American dependence on opioid pain medications has created an epidemic that has swept across the country, resulting in a resurgence of heroin on the black market. While many researchers struggle to create abuse-deterrent opioids, drugs whose euphoric effects would be rendered ineffective if used inappropriately; another group is working on the creation of non-addictive opioids, drugs that would diminish the pain without getting the patient high.
In fact, there are a number of medications with a low potential for abuse currently in development, according to The Courier-Journal. There are about a dozen such drugs being developed, with the same goal, said Dr. Gavril Pasternak, an opioid researcher and expert at the Memorial Sloan-Kettering Cancer Center.
“Is (a non-addictive opioid) a possibility? Absolutely.

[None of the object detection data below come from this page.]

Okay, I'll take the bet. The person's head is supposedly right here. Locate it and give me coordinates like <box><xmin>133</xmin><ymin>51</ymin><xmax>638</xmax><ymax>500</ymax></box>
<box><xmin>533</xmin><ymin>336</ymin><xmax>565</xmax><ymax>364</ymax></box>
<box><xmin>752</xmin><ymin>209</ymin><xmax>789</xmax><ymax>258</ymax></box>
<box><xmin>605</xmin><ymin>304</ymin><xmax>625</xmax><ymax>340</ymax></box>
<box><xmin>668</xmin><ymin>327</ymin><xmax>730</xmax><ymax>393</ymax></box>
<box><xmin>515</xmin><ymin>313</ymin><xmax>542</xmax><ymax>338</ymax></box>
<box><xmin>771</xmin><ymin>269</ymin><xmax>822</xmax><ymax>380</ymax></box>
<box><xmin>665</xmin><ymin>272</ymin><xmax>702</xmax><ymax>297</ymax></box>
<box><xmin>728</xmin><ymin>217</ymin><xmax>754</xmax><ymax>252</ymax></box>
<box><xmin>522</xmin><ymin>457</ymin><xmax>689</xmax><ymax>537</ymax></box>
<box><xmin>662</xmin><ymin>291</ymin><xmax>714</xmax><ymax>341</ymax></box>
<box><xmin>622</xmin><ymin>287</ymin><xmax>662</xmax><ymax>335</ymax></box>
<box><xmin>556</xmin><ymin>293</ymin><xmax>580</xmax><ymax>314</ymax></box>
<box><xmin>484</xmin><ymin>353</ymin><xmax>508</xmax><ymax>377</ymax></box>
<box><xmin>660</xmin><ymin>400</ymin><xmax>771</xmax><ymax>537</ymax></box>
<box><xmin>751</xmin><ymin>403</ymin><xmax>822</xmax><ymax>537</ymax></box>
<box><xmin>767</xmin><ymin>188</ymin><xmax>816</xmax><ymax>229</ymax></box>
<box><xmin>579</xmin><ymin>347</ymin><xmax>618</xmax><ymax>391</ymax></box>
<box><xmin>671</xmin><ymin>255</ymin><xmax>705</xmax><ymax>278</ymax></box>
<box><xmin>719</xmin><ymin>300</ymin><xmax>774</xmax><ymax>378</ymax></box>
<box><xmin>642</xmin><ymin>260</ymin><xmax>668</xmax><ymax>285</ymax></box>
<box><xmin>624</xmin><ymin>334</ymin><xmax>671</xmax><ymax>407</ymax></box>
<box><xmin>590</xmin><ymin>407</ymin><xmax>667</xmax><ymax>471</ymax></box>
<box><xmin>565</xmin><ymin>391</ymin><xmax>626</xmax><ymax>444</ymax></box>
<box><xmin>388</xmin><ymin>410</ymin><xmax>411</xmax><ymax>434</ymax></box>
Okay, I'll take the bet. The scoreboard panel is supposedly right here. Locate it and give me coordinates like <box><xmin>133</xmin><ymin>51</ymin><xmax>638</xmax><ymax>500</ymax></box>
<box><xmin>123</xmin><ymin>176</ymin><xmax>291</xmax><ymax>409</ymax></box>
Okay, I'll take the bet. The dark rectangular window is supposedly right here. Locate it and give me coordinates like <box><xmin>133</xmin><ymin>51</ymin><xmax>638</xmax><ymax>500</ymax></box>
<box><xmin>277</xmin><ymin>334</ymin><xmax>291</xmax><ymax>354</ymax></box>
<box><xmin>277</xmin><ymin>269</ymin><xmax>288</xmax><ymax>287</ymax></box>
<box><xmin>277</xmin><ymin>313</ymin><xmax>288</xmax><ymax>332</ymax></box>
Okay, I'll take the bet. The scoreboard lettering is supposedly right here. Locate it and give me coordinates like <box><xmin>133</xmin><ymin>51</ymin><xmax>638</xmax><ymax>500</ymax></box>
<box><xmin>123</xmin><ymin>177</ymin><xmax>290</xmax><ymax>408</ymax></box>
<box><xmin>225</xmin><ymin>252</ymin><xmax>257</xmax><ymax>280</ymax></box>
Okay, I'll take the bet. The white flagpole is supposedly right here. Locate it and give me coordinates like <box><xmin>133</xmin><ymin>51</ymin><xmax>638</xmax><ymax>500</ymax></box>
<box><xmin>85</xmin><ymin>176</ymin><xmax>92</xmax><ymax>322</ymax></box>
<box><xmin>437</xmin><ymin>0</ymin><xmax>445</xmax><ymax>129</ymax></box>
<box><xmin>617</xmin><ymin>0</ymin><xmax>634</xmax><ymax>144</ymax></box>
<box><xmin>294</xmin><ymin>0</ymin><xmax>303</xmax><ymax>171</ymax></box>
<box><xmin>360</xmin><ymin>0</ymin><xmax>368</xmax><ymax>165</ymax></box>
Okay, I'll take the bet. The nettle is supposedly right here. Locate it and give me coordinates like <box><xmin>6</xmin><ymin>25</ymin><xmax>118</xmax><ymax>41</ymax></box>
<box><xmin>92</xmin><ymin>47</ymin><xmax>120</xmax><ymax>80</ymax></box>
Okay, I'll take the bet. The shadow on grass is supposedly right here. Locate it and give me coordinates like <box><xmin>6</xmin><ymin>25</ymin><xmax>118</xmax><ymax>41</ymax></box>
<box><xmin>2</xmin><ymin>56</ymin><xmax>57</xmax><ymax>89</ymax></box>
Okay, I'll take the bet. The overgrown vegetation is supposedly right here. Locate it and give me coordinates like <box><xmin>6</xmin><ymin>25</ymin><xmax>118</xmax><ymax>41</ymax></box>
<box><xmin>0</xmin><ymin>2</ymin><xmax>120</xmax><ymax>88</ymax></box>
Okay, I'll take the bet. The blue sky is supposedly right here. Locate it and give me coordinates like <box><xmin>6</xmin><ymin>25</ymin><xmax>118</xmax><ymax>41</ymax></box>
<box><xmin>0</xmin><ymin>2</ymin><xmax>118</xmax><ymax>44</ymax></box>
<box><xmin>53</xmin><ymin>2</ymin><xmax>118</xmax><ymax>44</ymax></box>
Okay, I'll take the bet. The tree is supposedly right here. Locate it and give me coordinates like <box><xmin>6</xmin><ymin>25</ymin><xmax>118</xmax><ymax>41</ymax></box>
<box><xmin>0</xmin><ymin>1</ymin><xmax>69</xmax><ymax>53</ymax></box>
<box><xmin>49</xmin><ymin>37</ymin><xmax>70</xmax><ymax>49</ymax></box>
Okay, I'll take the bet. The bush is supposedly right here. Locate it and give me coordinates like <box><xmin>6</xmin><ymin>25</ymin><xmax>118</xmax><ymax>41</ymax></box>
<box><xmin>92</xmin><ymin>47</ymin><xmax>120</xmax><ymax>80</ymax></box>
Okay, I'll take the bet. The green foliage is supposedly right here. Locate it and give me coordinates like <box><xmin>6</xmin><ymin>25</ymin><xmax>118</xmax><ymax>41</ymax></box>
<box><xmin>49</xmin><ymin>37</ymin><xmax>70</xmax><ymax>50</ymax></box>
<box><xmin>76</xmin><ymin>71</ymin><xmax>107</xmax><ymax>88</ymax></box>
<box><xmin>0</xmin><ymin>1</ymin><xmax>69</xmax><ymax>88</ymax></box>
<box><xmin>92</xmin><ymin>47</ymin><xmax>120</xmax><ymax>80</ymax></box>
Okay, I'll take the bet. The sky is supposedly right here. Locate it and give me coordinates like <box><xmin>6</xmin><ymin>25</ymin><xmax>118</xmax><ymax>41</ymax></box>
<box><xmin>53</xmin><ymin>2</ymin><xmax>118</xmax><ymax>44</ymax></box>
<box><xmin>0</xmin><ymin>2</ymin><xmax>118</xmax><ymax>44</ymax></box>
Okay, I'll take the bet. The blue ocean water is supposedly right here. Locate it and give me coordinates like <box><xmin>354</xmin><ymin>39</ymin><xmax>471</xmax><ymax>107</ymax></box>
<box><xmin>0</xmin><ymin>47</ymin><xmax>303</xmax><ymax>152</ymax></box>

And there are a lot of people devoting a lot of time and effort to it,” Pasternak told the newspaper. “It could be ready relatively soon. … In the short-term, it may be a major help.”
Cara Therapeutics is working on a drug called CR845. New research suggests that CR845 is much less likely to cause patients to feel high compared to “control” medicine, pentazocine, considered to have a low potential for abuse. What separates CR845 from other opioid medications is the drug’s ability to work on different nerve-ending receptors and researchers believe that the drug does not enter the patient’s brain, according to the article.
“We need safer medications,” said Dr. Lynn Webster, lead investigator on the trial of CR845 and former president of the American Academy of Pain Medicine. “They will not solve the problem of prescription drug abuse, but they will reduce overdose deaths.”
Cara plans to submit a new drug application to the Food and Drug Administration in 2016, as well as an application for an oral form of the drug in 2017.
The steps that Cara Therapeutics and others are taking to reduce the opioid problem are, without question, in the right direction. However, there are some in the field of addiction that are unsure about the claims, the article reports.
“I hope that they continue to work on development of such drugs. But I’m skeptical,” said Van Ingram, Executive Director of the Kentucky Office of Drug Control Policy. “It wasn’t that long ago we were told (OxyContin) wasn’t that addictive.”